Amazon’s War on Small Business
Amazon’s purchase of Whole Foods is bad news for entrepreneurs and small businesses in the grocery business.
PHOTO CREDIT: Getty Images
Amazon's recent purchase of Whole Foods has spawned much speculation about the company's ultimate intentions. Probably the most perceptive and comprehensive is a recent article in the Harvard Business Review. Here's the money shot:
"What Amazon will now study in the brick-and-mortar world - and more importantly, what it learns and how it applies the insights - can transform consumer retail in the United States. By buying Whole Foods, Amazon gets virtually limitless possibilities to test products and services, test price points and assortment interactions, redefine the price perception for organic and healthier foods, merge offline and online shopping experiences, and perhaps test home delivery or store pickup with ideal early adopters."
If that's true (and I think it is), the acquisition is very bad news for the grocery giants, which may end up going the way of Borders, the once-huge chain that Amazon's original business model ran out of business.
However, if Amazon is planning what the HBR is predicting, it's even worse news for small businesses in the food production industry, like local farms and specialty food manufacturers.
While Amazon positions itself as a platform for small businesses to reach a larger customer base, it creates an environment where small businesses are vulnerable to fraudulent competition that undercuts their prices. This not only reduces their revenue, it damages their brand reputation.

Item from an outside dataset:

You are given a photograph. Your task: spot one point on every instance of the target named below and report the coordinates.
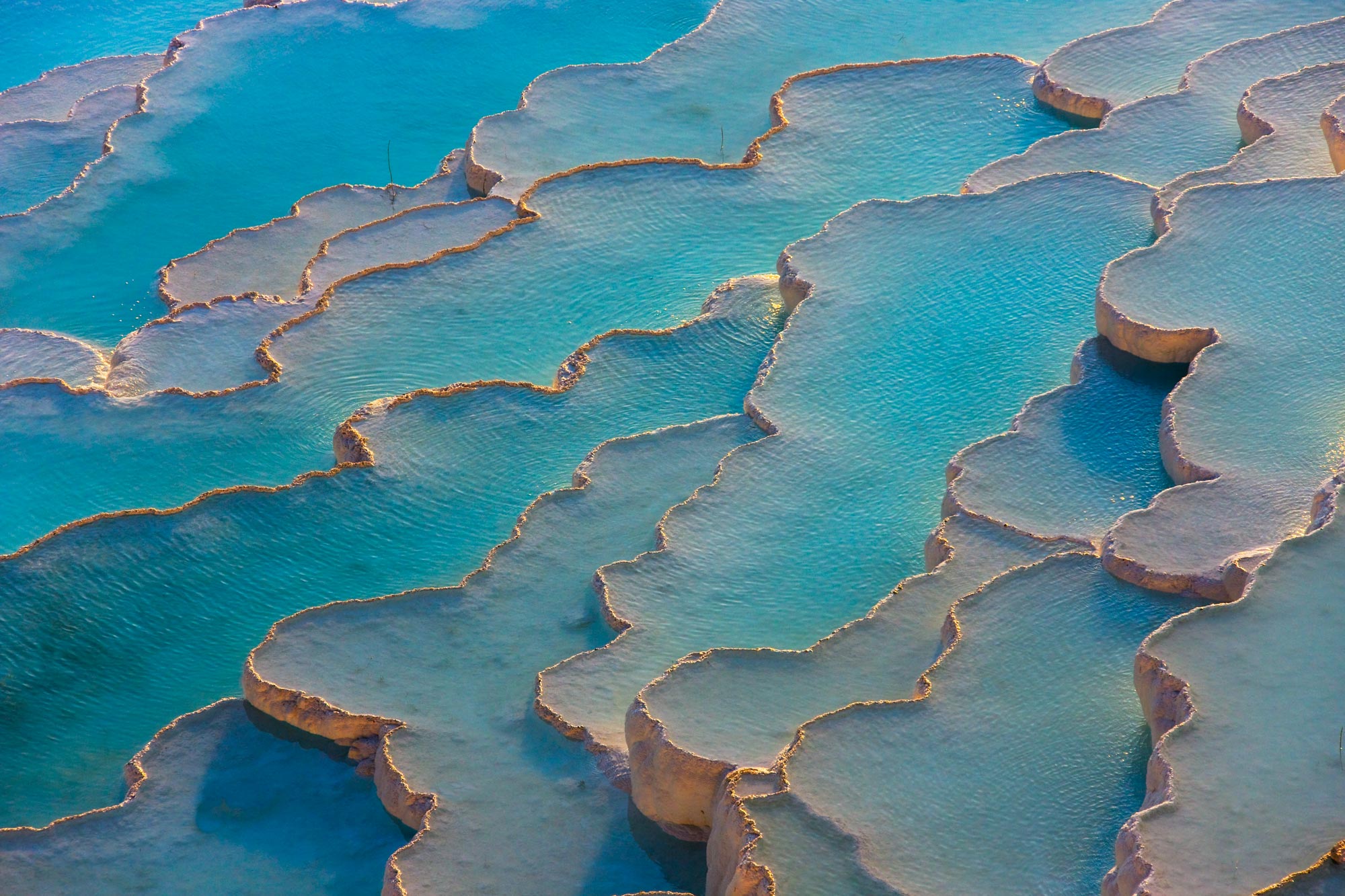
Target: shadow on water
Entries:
(683, 862)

Here's an example from my own personal experience.
For example, I recently purchased a loofa back scrubber (yeah, I know, TMI, but bear with me) that was advertised as a Voda Reve branded product with an illustration showing a loofa area of about 32" by 4". The product I received, which came in packaging that looked official, had a loofa area of about 12" by 2".
When I gave the product a bad review ("Total BS -- tiny compared to product depicted."), it came up as a comment on the official Voda Reve product, spawning this response from the company:
"Our Amazon product listing clearly states that the dimensions of our back scrubber are 32" long x 4" wide. If you received a product that does not meet these dimensions, you could not have purchased an authentic Voda Reve back scrubber. Because your review does not indicate that this was a verified Amazon purchase, we must assume that you made your purchase from a source other than our Amazon listing. We are sorry that you received a product that did not meet your expectations. If you want to try our back scrubber, please make a purchase directly from our Amazon listing."
In fact, I DID purchase the product on Amazon but from a vendor that was pretending to sell Voda Reve products at a lower price than the official product line. After receiving the note from Voda Reve, I updated the review but the vendor page from which I bought the counterfeit product is still on Amazon, although it shows that the product is no longer available.
Just so you know Voda Reve is a classic small business. From its website:
"Voda Reve Spa Essentials is a subsidiary of Bixore, LLP. We are a family-owned business dedicated to providing the highest quality beauty and spa products that are designed for both men and women."
I have no doubt that Bixore and Voda Reve work very hard to maintain a positive brand image. However, because Amazon doesn't police the products it offers, they have to play whack-a-mole in order to maintain revenue and avoid brand image problems.
As Bloomberg Technology pointed out recently, this is an endemic problem for small companies that sell on Amazon:
"Amazon, EBay and Alibaba are largely shielded from legal liability as long as they have processes in place for brands to report fake goods and take timely action to suspend their sale once notified. The online marketplaces often don't have the inventory, so there is nothing to seize. The result is an endless loop with brands buying and reporting fakes, marketplaces suspending accounts, and the fraudsters creating new accounts to hawk the same fake goods under new pseudonyms."
Deciding not to sell on Amazon doesn't help the situation because you still have to play whack-a-mole to keep the counterfeiters from capturing online sales and ruining your brand.
Which brings us back to the grocery business.
Amazon's purchase of Whole Foods could easily damage or even decimate local farms and small food businesses by making a multitude of fake "local" products available at low prices.
For example, consumers might think they're buying organic milk branded as a product from a local farm but what they'd actually receive would be a counterfeit-branded bottle of hormone-packed milk from a barely sanitary South American prison farm.
Think that sounds unlikely? Well, consider that counterfeit eclipse glasses were widely available on Amazon, resulting in cases of what's probably permanent eye damage.
Unless Amazon intends to stand behind the products it sells--which would mean guaranteeing that local products actually come from local businesses--the company's entry into the grocery business will simple spread the current headaches to yet another industry.
Amazon will profit, of course, but small businesses (and consumers) not so much.
What can entrepreneurs and small businesses do? Easy. Support candidates for public office that want to enforce anti-monopoly laws as they were originally intended to be enforced--as a way to keep large companies from acquiring too much market power.